Une question de goûts

Image extraite du documentaire «Les Pouvoirs secrets du goût» © Arte

Des goûts et des couleurs, on ne discute pas. Sauf que… en matière du goût, la science a bien des choses à nous dire. Notamment samedi sur Arte (20.50), avec le documentaire en deux épisodes « Les Pouvoirs secrets du goût ».
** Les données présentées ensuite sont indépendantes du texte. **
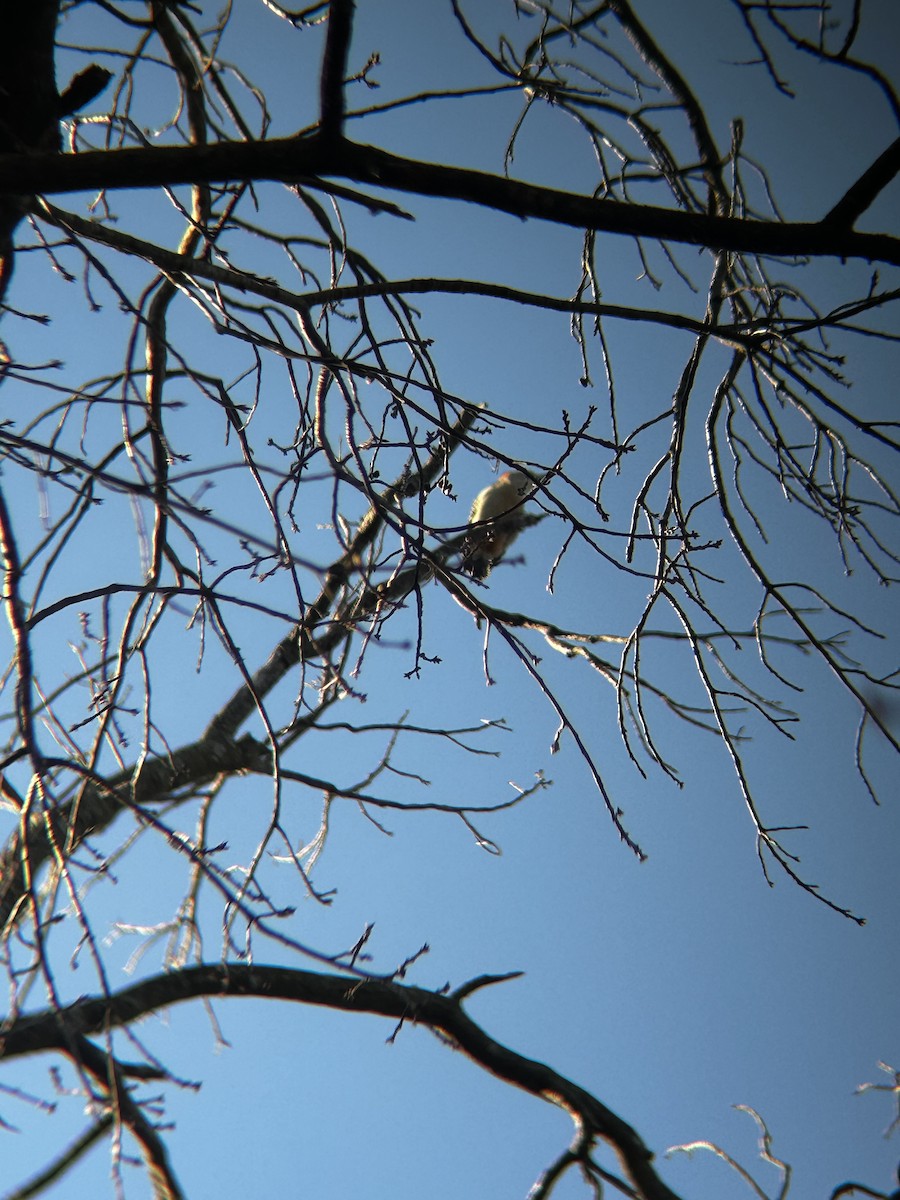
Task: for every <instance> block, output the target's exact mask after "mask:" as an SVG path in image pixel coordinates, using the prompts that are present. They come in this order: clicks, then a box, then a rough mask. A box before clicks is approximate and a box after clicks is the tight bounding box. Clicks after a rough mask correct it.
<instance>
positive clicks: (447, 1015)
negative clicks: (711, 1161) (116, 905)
mask: <svg viewBox="0 0 900 1200" xmlns="http://www.w3.org/2000/svg"><path fill="white" fill-rule="evenodd" d="M202 996H205V997H216V996H256V997H259V998H265V1000H284V1001H293V1002H295V1003H301V1004H314V1006H319V1007H325V1008H332V1009H337V1010H338V1012H346V1013H370V1014H372V1015H376V1016H388V1018H392V1019H394V1020H398V1021H406V1020H410V1021H414V1022H415V1024H416V1025H425V1026H427V1027H428V1028H431V1030H433V1031H434V1032H437V1033H440V1034H442V1036H443V1037H444V1038H446V1039H449V1040H450V1043H451V1044H452V1045H454V1046H455V1048H456V1049H458V1050H461V1051H462V1052H463V1054H464V1055H467V1057H469V1058H470V1060H472V1061H473V1062H474V1063H476V1064H478V1066H479V1067H481V1068H482V1069H484V1070H487V1072H490V1073H491V1074H492V1075H496V1076H497V1078H498V1079H502V1080H504V1081H505V1082H509V1084H514V1085H515V1086H517V1087H521V1088H522V1090H523V1091H526V1092H530V1094H532V1096H535V1097H539V1098H540V1099H542V1100H546V1102H547V1103H550V1104H556V1105H558V1106H559V1108H562V1109H565V1111H566V1112H568V1114H569V1115H570V1116H571V1118H572V1121H575V1123H576V1126H577V1127H580V1128H583V1129H584V1133H586V1136H588V1138H590V1139H592V1140H594V1139H601V1140H602V1141H606V1142H607V1144H608V1145H610V1146H611V1147H612V1150H613V1151H614V1152H616V1154H617V1156H618V1159H619V1163H620V1165H622V1169H623V1170H624V1171H625V1174H626V1175H628V1178H629V1181H630V1182H631V1183H632V1186H634V1188H635V1190H636V1193H637V1195H638V1196H642V1198H644V1200H678V1196H677V1195H676V1193H673V1192H672V1190H671V1189H670V1188H668V1187H667V1186H666V1184H665V1183H664V1182H662V1180H661V1178H660V1177H659V1175H658V1174H656V1171H655V1170H654V1168H653V1154H652V1152H650V1151H649V1150H648V1148H647V1146H644V1144H643V1141H642V1140H641V1138H640V1136H638V1135H637V1133H636V1132H635V1130H634V1129H632V1128H631V1126H629V1124H628V1123H626V1122H625V1121H623V1120H622V1117H619V1116H617V1115H616V1114H614V1112H613V1111H612V1110H611V1109H608V1108H606V1105H605V1104H602V1103H601V1102H600V1100H598V1099H596V1097H595V1096H592V1094H590V1092H587V1091H584V1088H582V1087H578V1085H577V1084H574V1082H572V1081H571V1080H569V1079H566V1078H564V1076H563V1075H559V1074H558V1073H557V1072H556V1070H553V1069H552V1068H551V1067H547V1066H545V1064H544V1063H541V1062H535V1061H534V1060H533V1058H526V1057H524V1056H523V1055H520V1054H516V1051H515V1050H510V1049H509V1048H508V1046H504V1045H502V1044H500V1043H498V1042H496V1040H494V1039H493V1038H492V1037H490V1036H488V1034H487V1033H486V1032H485V1031H484V1030H482V1028H481V1026H480V1025H478V1024H476V1022H475V1021H473V1020H472V1018H470V1016H468V1014H467V1013H466V1012H464V1010H463V1008H462V1006H461V1003H460V1000H458V998H457V997H456V996H448V995H444V994H442V992H434V991H428V990H427V989H425V988H415V986H412V985H408V984H401V983H395V982H392V980H390V979H370V978H352V977H347V976H341V974H323V973H318V972H313V971H300V970H290V968H287V967H275V966H247V965H245V964H230V962H227V964H214V965H200V966H193V967H184V968H182V970H181V971H178V972H168V973H166V974H158V976H154V977H151V978H150V979H144V980H142V982H140V983H137V984H133V985H132V986H130V988H124V989H122V990H121V991H118V992H114V994H113V995H109V996H91V997H86V998H84V1000H79V1001H76V1002H74V1003H73V1004H70V1006H67V1007H65V1008H61V1009H60V1010H58V1012H55V1010H53V1009H47V1010H44V1012H42V1013H36V1014H32V1015H29V1016H22V1018H19V1019H18V1020H14V1021H12V1022H11V1025H10V1026H8V1027H7V1030H6V1031H5V1033H4V1050H2V1055H4V1057H6V1058H17V1057H20V1056H23V1055H31V1054H40V1052H43V1051H49V1050H61V1051H65V1052H70V1048H71V1044H72V1039H73V1038H76V1039H78V1040H82V1039H84V1038H85V1037H90V1036H95V1034H97V1033H102V1032H106V1031H108V1030H109V1028H110V1027H115V1026H124V1025H128V1024H130V1022H132V1021H136V1020H139V1019H140V1018H142V1016H145V1015H146V1014H148V1013H151V1012H154V1010H155V1009H160V1008H168V1007H169V1006H172V1004H178V1003H182V1002H184V1001H187V1000H196V998H198V997H202Z"/></svg>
Outre l’avantage de nous faire passer un bon moment à table lorsque nous savourons nos plats favoris, notre capacité à percevoir la sapidité des aliments n’aurait-elle pas un objectif plus important ?

Flaveur

Avant toute chose, une petite mise au point lexicale s’impose. Ce que nous appelons communément le « goût » recouvre en fait plusieurs réalités. En premier lieu, la gustation. Les bourgeons du goût, situés sur les papilles gustatives de notre langue, sont chargés de détecter les molécules provenant des aliments et d’envoyer un signal au cerveau afin de percevoir la saveur de ce que nous dégustons : sucré, salé, acide, amère ou umami. Le nez, lui, joue un rôle clé pour l’olfaction. Lorsque nous mangeons, des molécules odorantes sont libérées et remontent par notre gorge jusqu’à nos fosses nasales. Nous sommes alors capables de reconnaître les arômes (fraise, café, vanille…). Enfin, notre système trigéminal (formé par un nerf divisé en trois branches dans la bouche, le nez et les yeux) nous permet de déterminer si l’aliment est frais (menthe), piquant (piment), pétillant… Plutôt que de parler de « goût », les scientifiques préfèrent alors le terme de « flaveur », qui recoupe ces trois facettes.

Rôle des saveurs

Si certains tendent à y ajouter le gras, la plupart des chercheurs s’entendent aujourd’hui sur l’existence de cinq saveurs fondamentales : l’amer, l’acide, le sucré, le salé et l’umami. Celles-ci ne servent pas qu’à s’accorder pour nous régaler, elles ont surtout pour fonction de nous maintenir en bonne santé… et en vie. Le sucré sert à détecter les aliments riches en énergie directement assimilable. Notre seuil de perception du sucre est très bas : une grande quantité est nécessaire pour que nous la ressentions. À l’inverse de l’amertume, que nous percevons même en concentration extrêmement faible. Il faut dire que son rôle physiologique est de détecter des molécules potentiellement toxiques. Tout ce qui est amer n’est évidemment pas du poison, mais beaucoup de toxines, notamment présentes dans les plantes, sont amères. Ainsi, le rat est pourvu de trente-six détecteurs d’amertume, quand le chat, en bon carnivore, n’en possède que six. Le sel, quant à lui, sert à maintenir notre équilibre électrolytique (c’est-à-dire un bon niveau des minéraux nécessaires). La saveur acide sert à évaluer la maturité des fruits et à détecter une contamination microbienne. Enfin, l’umami (« délicieux » en japonais) permet de repérer les aliments riches en protéines. On le trouve notamment dans la viande, le parmesan, les champignons et le lait maternel.

Idée fausse

On entend parfois parler d’une « carte de perception des saveurs », qui voudrait que chacune ait sa zone de reconnaissance à un endroit précis de la langue. C’est totalement faux. Cette croyance vient d’une erreur de traduction d’un travail de recherche allemand par un scientifique américain en 1942. Il a fallu attendre 1974 pour que cette idée soit remise en question.